Author: D. W. Hayton

Notes

  • 1. Lauder of Fountainhall, Hist. Notices (Bannatyne Club, lxxxvii), 839; Scot. Rec. Soc. lxxvi. 144.
  • 2. Scot. Rec. Soc. lix. 336.
  • 3. R. Sibbald, Hist. Sheriffdoms of Fife and Kinross (1710), 125, 145–6, 152; Brunton and Haig, Senators Coll. Justice, 429; Scot. Rec. Soc. lxxvi. 144; Reg. PC Scotland, 1678–80, p. 563; 1689, pp. 35, 84; 1690, pp. 232, 425, 723; Scot. Hist. Soc. ser. 3, xlvi. 42, 44, 47, 61; HMC 12th Rep. VIII, 5, 46; Scot. Hist. Soc. Misc. vi. 182; HMC Portland, x. 452–4; APS, viii. 468; ix. 73, 144.

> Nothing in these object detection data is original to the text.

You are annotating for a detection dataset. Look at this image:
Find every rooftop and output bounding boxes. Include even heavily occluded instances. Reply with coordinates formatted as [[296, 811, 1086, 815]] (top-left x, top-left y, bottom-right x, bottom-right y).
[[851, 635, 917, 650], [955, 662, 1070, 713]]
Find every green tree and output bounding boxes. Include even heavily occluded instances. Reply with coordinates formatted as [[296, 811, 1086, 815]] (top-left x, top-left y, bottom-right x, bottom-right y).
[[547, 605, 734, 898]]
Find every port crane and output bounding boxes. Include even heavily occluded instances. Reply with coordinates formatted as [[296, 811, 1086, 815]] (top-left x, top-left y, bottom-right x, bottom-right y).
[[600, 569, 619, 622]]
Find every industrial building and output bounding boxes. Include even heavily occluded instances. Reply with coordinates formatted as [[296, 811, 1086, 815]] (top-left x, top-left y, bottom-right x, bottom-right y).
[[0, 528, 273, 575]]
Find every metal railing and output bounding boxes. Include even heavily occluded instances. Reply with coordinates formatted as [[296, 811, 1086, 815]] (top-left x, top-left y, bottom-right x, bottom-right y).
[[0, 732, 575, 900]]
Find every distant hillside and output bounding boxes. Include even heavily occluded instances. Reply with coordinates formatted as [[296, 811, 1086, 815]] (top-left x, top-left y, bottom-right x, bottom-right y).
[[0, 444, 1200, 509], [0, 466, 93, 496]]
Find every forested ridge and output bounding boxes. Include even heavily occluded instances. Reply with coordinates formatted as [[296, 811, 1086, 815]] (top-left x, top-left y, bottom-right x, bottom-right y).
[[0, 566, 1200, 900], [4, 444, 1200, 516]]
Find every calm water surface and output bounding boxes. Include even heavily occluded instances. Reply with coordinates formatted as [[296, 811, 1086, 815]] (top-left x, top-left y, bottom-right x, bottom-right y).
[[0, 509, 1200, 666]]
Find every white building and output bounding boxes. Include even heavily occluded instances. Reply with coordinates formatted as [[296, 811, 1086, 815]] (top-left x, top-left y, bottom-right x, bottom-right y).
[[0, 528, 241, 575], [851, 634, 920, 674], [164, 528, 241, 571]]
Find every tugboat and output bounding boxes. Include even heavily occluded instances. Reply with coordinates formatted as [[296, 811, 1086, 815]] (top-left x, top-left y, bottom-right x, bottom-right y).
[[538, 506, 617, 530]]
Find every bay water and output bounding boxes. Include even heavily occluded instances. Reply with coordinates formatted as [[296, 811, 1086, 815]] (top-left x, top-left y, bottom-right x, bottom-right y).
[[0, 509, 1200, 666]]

  • 4. Wodrow, Analecta, i. 320–1; HMC Portland, 270–1; SRO, Mar and Kellie mss GD124/ 15/1011/2, Areskine to Grange, 5 Dec. 1710; SRO, Montrose mss GD220/5/808/18a–b, Graham to Montrose, 13 Feb. 1711.
  • 5. Parlty Hist. i. 69; SHR, lx. 65; Boyer, Pol. State, iii. 120; HMC Portland, 270–1, 452–4.
  • 6. SRO, Kennedy of Dalquharran mss GD27/3/24/5, Mungo Graham to Cornelius Kennedy, 1 Mar. 1715; W. Wood, East Neuk of Fife, 185; HMC Stuart, i. 450, 453, 456, 458; Boyer, xxxvii. 421.